A low credit score is considered anything under 580 on a scale of 300 to 850. When people have a credit score this low, it is the result of having a bad payment history on credit accounts, the amount of credit that they have open at any given time, how much available credit has been used, and how much credit they’ve applied for.

If you have a low credit score, it can affect you in numerous ways.

Depending on what your score is, it may prevent you from being able to open any kind of credit accounts. If you can get credit, you may be subject to higher interest rates and fees, and you may not be able to get a credit card that offers certain perks, like cash back and travel miles on purchases.

The problems you can experience from having a low credit score are not limited to missing out on approvals for credit accounts or getting good interest rates and deals, however.

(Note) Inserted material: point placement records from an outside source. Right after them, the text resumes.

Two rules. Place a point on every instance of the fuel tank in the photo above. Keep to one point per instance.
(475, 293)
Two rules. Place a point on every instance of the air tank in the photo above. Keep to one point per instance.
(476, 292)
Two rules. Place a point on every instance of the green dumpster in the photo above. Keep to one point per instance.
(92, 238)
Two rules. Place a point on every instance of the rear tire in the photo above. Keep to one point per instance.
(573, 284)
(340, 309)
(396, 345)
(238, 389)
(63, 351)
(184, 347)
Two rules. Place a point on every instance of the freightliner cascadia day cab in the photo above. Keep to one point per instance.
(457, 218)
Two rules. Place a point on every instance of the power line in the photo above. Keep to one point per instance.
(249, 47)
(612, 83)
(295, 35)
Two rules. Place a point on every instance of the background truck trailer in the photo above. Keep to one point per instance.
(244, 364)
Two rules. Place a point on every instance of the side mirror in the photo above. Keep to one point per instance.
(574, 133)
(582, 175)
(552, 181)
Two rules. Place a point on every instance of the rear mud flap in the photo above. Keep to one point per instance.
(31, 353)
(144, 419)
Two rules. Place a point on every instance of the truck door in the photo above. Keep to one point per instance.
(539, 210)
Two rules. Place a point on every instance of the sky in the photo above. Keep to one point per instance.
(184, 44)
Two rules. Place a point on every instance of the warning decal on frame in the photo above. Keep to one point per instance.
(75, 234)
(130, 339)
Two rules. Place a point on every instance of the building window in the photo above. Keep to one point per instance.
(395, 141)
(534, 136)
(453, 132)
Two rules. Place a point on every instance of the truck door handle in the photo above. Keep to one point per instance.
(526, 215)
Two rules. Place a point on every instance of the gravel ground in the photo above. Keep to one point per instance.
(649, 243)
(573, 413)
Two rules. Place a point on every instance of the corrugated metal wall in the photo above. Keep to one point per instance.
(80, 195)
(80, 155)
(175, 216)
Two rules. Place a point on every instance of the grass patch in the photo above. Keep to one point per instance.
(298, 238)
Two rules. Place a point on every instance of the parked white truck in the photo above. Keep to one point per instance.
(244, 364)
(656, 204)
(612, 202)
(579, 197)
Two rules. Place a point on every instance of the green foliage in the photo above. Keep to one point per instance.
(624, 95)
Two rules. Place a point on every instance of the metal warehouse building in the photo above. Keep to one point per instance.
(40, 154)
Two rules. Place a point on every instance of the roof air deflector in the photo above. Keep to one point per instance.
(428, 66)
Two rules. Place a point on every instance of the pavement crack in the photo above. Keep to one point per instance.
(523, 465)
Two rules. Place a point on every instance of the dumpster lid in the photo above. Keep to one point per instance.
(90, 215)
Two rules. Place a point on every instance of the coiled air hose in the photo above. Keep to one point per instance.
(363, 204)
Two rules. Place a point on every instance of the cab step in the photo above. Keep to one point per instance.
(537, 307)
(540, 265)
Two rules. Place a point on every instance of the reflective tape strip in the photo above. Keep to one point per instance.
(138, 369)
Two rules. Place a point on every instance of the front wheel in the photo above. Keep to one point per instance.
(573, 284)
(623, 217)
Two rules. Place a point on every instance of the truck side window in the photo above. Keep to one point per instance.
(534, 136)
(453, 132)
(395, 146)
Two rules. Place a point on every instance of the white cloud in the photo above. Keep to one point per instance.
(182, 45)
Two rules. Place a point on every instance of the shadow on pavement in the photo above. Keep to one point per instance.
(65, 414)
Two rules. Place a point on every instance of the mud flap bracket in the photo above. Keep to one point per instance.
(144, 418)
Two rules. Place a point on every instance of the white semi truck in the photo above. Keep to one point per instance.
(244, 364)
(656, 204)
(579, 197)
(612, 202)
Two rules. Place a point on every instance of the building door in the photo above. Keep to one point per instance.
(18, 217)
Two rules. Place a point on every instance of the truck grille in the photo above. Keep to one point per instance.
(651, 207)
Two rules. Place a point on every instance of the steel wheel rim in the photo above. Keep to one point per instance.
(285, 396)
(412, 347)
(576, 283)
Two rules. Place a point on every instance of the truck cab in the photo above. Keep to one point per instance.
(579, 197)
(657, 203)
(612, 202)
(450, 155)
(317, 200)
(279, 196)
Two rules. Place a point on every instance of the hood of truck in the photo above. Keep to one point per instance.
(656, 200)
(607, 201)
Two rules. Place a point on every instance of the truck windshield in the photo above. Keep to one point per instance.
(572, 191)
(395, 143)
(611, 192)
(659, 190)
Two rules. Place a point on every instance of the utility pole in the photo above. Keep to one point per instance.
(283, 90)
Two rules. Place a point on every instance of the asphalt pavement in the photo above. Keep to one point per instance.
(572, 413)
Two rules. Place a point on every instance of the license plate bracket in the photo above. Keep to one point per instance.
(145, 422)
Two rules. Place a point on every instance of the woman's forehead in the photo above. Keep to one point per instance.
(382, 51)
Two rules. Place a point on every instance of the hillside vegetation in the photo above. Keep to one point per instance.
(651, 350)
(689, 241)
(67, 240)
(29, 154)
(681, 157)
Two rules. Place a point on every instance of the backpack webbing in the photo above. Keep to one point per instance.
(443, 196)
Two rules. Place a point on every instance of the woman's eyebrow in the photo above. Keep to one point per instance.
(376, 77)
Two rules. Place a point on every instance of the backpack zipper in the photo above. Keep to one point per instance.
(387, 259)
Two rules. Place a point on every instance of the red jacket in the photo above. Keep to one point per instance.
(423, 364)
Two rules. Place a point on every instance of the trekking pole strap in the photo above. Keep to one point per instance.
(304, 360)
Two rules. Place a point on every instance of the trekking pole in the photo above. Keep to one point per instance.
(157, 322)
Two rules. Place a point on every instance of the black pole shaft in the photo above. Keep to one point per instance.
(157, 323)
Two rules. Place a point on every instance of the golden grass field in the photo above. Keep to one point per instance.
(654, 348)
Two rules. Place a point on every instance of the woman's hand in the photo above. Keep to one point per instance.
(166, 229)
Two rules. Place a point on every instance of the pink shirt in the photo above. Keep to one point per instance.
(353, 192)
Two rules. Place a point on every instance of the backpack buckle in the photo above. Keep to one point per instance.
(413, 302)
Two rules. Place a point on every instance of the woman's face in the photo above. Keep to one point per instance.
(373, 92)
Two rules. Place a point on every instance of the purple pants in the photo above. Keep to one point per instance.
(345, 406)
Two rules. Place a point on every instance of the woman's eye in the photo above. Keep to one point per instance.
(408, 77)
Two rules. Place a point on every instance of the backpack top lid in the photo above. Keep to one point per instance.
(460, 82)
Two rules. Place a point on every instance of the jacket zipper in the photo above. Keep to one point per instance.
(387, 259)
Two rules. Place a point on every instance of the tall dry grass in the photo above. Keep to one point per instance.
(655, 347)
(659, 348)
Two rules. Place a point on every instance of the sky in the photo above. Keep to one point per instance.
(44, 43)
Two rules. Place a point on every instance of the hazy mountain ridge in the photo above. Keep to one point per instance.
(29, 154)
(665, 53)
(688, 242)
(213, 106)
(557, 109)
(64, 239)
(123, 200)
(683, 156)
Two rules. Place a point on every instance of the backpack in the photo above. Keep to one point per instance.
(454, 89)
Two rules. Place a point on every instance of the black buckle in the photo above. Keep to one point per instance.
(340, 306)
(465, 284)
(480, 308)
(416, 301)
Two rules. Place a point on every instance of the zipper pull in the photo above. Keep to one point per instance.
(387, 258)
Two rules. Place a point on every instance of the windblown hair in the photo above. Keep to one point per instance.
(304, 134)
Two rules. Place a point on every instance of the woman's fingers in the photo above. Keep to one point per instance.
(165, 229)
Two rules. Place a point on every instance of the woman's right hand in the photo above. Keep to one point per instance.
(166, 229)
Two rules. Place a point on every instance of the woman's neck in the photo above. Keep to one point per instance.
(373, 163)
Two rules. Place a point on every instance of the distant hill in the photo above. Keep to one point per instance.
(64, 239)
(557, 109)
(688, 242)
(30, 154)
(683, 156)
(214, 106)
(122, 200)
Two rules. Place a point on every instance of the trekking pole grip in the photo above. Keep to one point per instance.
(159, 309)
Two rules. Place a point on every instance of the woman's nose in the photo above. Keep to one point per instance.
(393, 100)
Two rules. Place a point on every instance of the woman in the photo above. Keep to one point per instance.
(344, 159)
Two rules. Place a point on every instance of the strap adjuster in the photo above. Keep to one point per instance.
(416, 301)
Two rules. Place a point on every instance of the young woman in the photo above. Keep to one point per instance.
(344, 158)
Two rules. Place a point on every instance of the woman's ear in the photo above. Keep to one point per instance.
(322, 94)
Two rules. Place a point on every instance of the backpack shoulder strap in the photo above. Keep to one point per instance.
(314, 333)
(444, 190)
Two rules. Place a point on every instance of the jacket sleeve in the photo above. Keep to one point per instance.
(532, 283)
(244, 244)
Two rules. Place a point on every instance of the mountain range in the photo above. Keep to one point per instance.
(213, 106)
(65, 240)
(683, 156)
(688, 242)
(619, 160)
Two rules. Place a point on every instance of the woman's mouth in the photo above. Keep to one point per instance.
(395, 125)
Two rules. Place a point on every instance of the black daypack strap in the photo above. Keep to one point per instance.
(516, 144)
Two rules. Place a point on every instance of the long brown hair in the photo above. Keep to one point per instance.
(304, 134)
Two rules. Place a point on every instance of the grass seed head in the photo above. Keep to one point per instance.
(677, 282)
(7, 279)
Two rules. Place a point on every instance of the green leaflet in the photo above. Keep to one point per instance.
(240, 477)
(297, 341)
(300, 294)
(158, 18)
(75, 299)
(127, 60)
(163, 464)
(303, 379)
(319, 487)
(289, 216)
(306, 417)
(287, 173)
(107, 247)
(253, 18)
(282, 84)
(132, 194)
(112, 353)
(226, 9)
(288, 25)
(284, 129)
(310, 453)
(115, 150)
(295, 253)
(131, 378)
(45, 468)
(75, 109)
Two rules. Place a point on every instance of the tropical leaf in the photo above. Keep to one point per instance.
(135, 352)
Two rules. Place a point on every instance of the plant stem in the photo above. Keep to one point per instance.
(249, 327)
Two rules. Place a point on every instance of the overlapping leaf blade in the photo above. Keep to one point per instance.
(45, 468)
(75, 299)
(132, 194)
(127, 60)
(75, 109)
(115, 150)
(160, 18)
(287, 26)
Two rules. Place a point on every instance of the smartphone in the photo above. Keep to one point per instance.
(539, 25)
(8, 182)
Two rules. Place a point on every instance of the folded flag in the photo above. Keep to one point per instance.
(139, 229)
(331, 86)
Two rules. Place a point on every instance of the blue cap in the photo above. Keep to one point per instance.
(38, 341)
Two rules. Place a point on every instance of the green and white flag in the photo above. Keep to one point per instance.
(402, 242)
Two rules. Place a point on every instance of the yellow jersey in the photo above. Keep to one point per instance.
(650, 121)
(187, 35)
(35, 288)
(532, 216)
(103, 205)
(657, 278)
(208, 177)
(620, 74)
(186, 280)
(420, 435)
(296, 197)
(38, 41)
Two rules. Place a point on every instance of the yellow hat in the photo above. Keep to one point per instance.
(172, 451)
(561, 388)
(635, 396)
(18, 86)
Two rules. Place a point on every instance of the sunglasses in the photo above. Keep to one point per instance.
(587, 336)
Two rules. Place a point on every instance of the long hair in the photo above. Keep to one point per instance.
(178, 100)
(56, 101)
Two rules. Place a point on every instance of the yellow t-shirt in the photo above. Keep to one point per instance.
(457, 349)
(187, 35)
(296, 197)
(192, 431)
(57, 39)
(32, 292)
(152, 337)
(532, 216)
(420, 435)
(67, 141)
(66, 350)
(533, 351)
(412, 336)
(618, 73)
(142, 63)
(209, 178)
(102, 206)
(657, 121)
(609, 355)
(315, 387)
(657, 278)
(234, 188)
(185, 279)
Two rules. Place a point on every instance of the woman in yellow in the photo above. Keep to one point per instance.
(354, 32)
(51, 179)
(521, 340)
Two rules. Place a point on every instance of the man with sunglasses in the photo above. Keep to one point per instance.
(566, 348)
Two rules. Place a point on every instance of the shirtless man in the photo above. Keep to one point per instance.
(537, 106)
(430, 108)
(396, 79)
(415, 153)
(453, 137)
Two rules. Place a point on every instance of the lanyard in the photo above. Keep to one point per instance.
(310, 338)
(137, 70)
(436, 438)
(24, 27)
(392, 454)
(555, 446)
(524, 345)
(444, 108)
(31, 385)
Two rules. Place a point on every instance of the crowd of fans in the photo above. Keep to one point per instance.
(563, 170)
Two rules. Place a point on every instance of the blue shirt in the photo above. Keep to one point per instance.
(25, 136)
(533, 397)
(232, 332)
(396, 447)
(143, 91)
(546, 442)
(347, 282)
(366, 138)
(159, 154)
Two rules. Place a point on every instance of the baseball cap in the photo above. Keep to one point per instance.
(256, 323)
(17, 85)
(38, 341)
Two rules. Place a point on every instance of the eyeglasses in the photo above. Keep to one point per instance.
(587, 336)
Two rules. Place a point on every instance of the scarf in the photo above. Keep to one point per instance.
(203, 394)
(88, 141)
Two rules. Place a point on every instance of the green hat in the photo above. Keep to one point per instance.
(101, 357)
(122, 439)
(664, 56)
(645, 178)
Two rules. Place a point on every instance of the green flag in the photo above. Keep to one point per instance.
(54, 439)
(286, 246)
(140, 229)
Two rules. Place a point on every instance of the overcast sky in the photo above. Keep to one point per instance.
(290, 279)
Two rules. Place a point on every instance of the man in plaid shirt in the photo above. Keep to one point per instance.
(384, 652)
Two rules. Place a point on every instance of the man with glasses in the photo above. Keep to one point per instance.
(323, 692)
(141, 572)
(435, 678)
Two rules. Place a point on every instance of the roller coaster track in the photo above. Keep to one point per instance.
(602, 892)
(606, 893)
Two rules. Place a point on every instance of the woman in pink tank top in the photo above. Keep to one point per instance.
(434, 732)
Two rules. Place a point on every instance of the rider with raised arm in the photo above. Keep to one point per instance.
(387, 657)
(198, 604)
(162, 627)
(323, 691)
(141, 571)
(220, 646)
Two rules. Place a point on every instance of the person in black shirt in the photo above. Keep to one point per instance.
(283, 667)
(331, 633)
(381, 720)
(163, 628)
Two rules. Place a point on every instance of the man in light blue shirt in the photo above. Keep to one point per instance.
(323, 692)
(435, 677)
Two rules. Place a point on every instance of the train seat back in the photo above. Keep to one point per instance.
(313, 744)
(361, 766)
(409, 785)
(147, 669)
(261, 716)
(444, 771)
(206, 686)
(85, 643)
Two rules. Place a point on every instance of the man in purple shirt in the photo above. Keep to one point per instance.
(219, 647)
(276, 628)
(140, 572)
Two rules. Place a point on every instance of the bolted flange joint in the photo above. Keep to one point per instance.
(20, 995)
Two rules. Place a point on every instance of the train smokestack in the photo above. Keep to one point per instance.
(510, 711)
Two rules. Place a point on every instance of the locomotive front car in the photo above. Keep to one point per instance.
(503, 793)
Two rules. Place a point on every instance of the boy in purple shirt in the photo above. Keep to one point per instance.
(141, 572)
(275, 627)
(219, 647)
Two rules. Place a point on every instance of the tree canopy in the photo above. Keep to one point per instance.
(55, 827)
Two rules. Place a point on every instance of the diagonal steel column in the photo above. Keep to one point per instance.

In some cases, bad credit health can actually limit your job opportunities, as well as prevent you from being able to get an apartment. Even cell phone carriers may not allow you to open an account if you have a low credit score.

What’s the Lowest You Can Get on a Credit Score?

The lowest credit score you can get is a 300.

Although having a credit score this low can certainly be detrimental to you because it limits your opportunities to get credit and other things you may need, that doesn’t mean you’re doomed forever because of it.

There are several ways you can improve your credit score, such as paying all of your bills on time, paying down the debts that you have, and taking the time to build a good credit history by obtaining a secured credit card.

In addition, you should check your credit reports and monitor them to ensure there are no errors on them because they may cause your credit score to be lower than it actually should be.

Which Credit Score Matters Most?

Although you have credit scores from the three major national credit bureaus — TransUnion, Experian, and Equifax — in the majority of cases, lenders will use the score that is a composite of all three, the FICO score, to make its decisions on your level of creditworthiness.

This is because the FICO score gives a more complete insight into your credit history. In some cases, not all of your information is reported to all three credit bureaus, so by pulling one of your credit reports, a lender may not see all of the positive and negative items that can help them assess how much of a risk you may be.

What’s the Average Credit Score?

The average credit score for consumers in the United States is around 710, which is characterized as a good score by credit bureaus. However, this average may be higher or lower depending on what state you live in. For example, Vermont has a higher average score at 721, while the Georgia average is significantly lower at 674.

Also, average credit scores vary by age. Not surprisingly, older generations have higher credit scores with Baby Boomer and Generation X consumers scoring 736 and 699 on average respectively. Millennials have an average score of 680, and Generation Z’s average credit score is 674.